Thank you for the review. That’s a good idea to do such a review. I am currently looking for such a software.
My concern is photographing with Kenko teleconverter 2x Teleplus Pro 300 together with Nikon Z7 and Nikon AF-P 70-300mm then I have only aperture from 9 mostly 11 in BIF photography so I am forced to shoot with high ISO like 5000, 7000 or even 12800 (if I want the autofocus to work). The noise at ISO 12800 on Nikon Z series is no longer a color noise like something old digital cameras Nikon D80 or so, has in any case become better, BUT today the noise is more about to sharpened image or interpolated effect! Do you think for shots of birds from Nikon Z7 at ISO 12800 would the DxO PureRaw 2 already be enough?
Good question. I think PureRaw 2 or Topaz denoise will certainly help you a lot, but only up to a point. As for your ISO values, they are not too high and definitely within the reasonable range, but that really depends on how much cropping you do!

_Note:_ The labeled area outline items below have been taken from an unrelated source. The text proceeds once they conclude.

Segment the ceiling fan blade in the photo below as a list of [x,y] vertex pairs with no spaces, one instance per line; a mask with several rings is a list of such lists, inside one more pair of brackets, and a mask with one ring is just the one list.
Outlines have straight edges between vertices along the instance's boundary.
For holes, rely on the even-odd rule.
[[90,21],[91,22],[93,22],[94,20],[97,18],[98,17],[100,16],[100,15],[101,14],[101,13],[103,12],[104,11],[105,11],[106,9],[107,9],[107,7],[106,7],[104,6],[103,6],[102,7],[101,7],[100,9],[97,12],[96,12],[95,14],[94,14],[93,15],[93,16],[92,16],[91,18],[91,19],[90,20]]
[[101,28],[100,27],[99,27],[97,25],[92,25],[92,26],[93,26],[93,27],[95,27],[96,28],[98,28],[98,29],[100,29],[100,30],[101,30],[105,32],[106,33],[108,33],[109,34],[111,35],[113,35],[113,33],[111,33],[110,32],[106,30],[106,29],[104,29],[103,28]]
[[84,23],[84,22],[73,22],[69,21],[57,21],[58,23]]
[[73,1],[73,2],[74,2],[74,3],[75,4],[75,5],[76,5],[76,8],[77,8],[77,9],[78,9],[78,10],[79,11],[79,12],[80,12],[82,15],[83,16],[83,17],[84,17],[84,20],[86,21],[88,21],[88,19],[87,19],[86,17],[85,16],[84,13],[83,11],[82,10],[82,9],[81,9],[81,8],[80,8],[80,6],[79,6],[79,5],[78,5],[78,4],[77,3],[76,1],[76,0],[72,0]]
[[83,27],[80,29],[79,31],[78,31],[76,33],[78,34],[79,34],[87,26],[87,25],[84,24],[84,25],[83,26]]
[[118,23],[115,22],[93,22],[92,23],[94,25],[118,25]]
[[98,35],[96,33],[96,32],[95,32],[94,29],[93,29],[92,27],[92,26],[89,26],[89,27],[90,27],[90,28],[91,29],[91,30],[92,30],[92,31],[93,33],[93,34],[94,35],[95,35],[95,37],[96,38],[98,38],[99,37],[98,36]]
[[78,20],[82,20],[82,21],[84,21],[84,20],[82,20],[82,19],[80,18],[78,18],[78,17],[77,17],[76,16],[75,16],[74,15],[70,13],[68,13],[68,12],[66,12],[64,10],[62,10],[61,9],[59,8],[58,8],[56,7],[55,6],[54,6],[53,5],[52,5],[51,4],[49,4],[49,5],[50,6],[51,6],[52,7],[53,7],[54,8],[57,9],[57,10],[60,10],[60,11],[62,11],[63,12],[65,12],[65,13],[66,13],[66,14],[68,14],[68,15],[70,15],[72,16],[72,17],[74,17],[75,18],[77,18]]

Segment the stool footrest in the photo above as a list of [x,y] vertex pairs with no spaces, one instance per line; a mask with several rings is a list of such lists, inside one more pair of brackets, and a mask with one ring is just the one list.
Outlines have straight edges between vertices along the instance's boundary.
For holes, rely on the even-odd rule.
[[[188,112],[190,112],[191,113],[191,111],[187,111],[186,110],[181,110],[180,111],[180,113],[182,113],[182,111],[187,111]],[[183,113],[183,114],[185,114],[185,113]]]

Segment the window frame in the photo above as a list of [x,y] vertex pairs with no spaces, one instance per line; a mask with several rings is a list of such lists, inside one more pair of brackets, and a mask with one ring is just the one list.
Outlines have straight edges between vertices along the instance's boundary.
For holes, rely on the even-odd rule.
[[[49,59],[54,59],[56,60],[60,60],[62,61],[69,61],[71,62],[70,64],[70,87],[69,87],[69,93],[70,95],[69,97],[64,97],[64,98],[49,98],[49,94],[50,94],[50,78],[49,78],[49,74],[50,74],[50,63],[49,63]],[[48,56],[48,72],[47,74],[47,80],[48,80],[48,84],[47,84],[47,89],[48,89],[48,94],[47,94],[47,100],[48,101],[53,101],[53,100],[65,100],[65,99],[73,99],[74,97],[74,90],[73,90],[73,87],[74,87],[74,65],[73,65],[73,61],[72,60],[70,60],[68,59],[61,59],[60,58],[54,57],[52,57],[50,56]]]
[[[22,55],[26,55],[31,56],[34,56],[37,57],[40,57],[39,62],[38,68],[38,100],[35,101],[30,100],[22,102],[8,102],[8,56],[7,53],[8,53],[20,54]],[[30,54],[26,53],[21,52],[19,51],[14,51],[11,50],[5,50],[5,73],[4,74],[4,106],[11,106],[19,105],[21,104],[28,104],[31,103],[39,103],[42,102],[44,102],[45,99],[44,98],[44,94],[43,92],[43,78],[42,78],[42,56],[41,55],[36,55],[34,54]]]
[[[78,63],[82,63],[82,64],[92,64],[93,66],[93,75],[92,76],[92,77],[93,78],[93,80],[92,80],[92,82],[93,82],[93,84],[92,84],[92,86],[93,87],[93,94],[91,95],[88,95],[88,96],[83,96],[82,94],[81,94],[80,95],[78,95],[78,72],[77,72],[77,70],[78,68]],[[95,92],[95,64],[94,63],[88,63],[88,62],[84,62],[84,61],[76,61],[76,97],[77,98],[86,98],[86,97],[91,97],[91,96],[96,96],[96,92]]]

I find these questions quite subtle in fact and there are a lot of things that I would consider myself in such a situation. For example, denoising software will cost $120 to $200. Is that worth it? Maybe. But it could also be more worth it to put that money towards a lens or even a trip. $200 for example would go a lot of the way there to get me to a local wildlife refuge in another town and a couple nights in an AirBNB, which might get me much better pictures because then I wouldn’t need that teleconverter (for example).
I think the bottom line is that you should figure out if noise reduction software is the best investment over all the other things you could do to improve your photography.
I think getting better lens would be better than buying a denoising software. I have Topaz Denoise AI and while it’s ok I don’t use it on photos 6,400 iso and above that have sky or bokeh because it smears and blobs the noise and ends up looking worse than the noise itself. At least in my opinion :). Even though topaz says their Photo Ai is just some products combined it’s noise reduction just smooths out noise like roller and is definitely better than the standalone Denoise AI. That could change in a update though.